Dia mengangkat kepalanya dan menatapku lurus. Wajah dokter muda itu terlihat sedikit familier. Dia kembali menunduk dan memberikan plester ke tanganku.

"Lain kali, kalau mau ketemu istri, infusnya dibawa aja. Ini bukan film aksi, di mana kau akan baik-baik saja saat menarik jarum infus sembarangan. Aku sedang tak ingin melihat ada yang meregang nyawa di sini," omelnya lagi.

"Saya harus pergi."

Aku segara berlari tanpa menghiraukan orang-orang yang menatap heran ke arahku. Tujuanku sekarang ke ICU untuk mencari Hana. Aku tak yakin, tetapi dia mungkin saja sudah terjaga, sama sepertiku.

Langkah kakiku terhenti di depan pintu ICU. Ada sebuah bed yang didorong pelan dengan seseorang yang ditutupi kain putih.
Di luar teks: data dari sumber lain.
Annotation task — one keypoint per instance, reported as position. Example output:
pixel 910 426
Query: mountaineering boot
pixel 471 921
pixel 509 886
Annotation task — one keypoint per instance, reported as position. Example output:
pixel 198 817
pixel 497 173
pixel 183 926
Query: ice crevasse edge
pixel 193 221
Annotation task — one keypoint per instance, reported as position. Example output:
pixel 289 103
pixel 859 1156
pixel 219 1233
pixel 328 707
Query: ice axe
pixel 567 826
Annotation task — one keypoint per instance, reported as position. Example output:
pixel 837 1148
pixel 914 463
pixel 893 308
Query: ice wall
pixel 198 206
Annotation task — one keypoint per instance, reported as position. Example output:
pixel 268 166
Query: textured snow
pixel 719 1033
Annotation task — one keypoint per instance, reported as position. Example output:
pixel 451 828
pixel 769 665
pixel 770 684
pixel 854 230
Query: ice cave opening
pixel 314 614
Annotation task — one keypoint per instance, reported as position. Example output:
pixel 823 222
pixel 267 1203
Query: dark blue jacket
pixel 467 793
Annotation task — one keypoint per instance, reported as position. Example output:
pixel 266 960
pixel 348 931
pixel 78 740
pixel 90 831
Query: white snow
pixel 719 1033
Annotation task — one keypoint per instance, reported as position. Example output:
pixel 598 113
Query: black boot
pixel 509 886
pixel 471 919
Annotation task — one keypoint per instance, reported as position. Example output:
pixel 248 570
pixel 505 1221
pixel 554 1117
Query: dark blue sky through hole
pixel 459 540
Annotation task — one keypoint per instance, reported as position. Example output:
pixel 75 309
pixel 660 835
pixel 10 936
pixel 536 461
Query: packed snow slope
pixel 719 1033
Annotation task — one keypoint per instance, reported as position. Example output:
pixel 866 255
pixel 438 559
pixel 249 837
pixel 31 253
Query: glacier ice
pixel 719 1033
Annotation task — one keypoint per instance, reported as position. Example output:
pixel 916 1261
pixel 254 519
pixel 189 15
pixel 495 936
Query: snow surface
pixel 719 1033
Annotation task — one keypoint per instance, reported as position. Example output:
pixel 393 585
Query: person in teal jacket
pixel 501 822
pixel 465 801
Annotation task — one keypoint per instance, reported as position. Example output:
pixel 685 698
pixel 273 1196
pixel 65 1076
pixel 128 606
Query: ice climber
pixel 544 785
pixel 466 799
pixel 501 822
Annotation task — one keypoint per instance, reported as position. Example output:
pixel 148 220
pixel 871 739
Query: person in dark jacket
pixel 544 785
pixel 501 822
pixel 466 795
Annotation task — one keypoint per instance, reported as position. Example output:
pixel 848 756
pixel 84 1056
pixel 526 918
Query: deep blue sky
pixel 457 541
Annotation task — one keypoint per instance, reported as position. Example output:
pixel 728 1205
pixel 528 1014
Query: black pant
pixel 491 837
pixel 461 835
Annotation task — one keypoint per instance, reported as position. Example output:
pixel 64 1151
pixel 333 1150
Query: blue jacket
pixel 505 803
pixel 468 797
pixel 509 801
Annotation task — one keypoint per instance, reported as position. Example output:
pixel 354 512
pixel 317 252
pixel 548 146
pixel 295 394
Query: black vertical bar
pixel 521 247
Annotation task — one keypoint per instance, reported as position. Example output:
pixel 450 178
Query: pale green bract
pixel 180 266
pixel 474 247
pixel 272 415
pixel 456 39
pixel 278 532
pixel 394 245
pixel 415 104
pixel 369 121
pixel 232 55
Di sebelahnya ada dua orang yang sedang menangis tersedu. Mereka Pak Alfian dan Bu Laras. Aku pun segera berlari dan menarik kain putih itu.

Tubuhku begitu lemas, saat melihat tubuh kaku Hana yang terlihat tersenyum manis itu. Aku jatuh terduduk di samping tempat tidur. Pak Alfian mencoba menarikku, membantu berdiri.

"Praaaaaaaam, Hana... Praaaaaam." Tangis parau pria paruh baya itu membuat hatiku semakin ngilu. "Hana, Pram. Hana...." isaknya lagi sambil memelukku erat.

Anak satu-satunya kini berpulang. Bagaiman mungkin aku bisa membujuknya untuk segera tenang. Aku pun tak bisa bernapas lagi rasanya.

Tuhan, kenapa takdir yang kau timpakan padaku begitu kejam.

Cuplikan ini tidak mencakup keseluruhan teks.